The visit, allegedly in the spring of 1815, was an attempt to lay low before returning to Europe to raise another army and march on Paris, which had fallen to his enemies in 1814. The visit was a short respite from recent defeats at Oporto, Talavera, Leipzig and Trafalgar and the disastrous invasion of Russia in 1812 where only 20,000 French soldiers, from an original force of 550,000, survived the campaign.
The totalitarian leader is believed to have either crossed the still frozen Lake Huron with his entourage or to have floated the Missouri before marching overland and linking up with the Arkansas or the South Platte. The exact route is impossible to determine since log books were written in French. After reaching what is now Colorado he crossed the mountains and visited lands to the west of his former territory that still belonged to Mexico.
Rare cave drawings depicting a sullen man in a tricorne hat with his hand shoved into his coat have been discovered near Parlin. Archeological digs on Tomichi Creek have netted naughty French calendars, discarded skin-tight white riding breeches, empty bottles of Champagne and several Since You’ve Bourgogne cookbooks believed to have been the property of the Emperor’s fur trapping party.

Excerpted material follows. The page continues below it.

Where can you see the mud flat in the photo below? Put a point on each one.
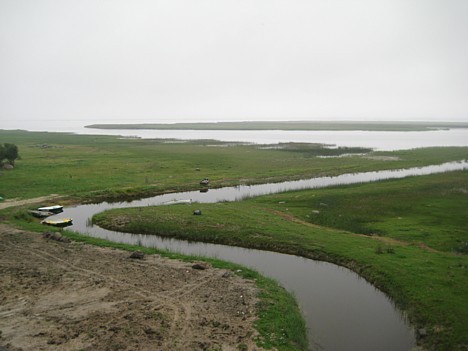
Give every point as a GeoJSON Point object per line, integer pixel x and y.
{"type": "Point", "coordinates": [62, 295]}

The trek, which was completed in early spring, would have put Napoleon in the north end of the Gunnison Valley sometime between 1:30 pm and 4:30 pm on May 12. After a few days of elk hunting he then proceeded southeast to New Orleans where he set sail for France.

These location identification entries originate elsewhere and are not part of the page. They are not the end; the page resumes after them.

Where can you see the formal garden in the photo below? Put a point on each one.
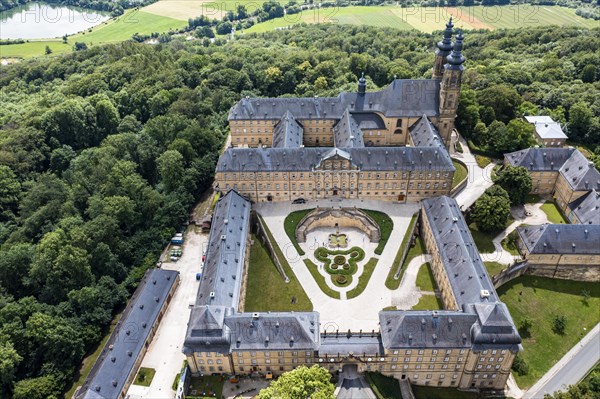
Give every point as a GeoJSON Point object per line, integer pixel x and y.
{"type": "Point", "coordinates": [341, 265]}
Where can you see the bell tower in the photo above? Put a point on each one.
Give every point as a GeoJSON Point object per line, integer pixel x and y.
{"type": "Point", "coordinates": [450, 90]}
{"type": "Point", "coordinates": [444, 48]}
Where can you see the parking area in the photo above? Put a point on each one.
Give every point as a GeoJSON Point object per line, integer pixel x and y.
{"type": "Point", "coordinates": [164, 354]}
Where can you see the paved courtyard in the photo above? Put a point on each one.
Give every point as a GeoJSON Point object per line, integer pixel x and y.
{"type": "Point", "coordinates": [360, 312]}
{"type": "Point", "coordinates": [164, 353]}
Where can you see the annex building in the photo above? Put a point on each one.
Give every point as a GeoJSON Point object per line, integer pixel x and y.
{"type": "Point", "coordinates": [568, 251]}
{"type": "Point", "coordinates": [387, 145]}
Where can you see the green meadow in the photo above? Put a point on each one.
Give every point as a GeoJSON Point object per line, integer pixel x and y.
{"type": "Point", "coordinates": [114, 30]}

“Had he been privy as to the outcome of the battle of Waterloo he might have stayed here in the Rockies,” added our source. “Arthur Wellesley (The Duke of Wellington) and Gebhard von Blucher, the renown Prussian general really kicked his ass on the battlefield there and he was imprisoned for the second time on the island of St Helena where he died in 1821.”
Born in Corsica August 15, 1769 Napoleon rose from obscurity to become one of the most successful and frightening military men on the planet. Despite well documented holidays in Egypt, Italy, Spain and Portugal and clear photographic evidence (see attached picture) historians, who probably still believe the world is flat, remain skeptical as to his visit to Colorado.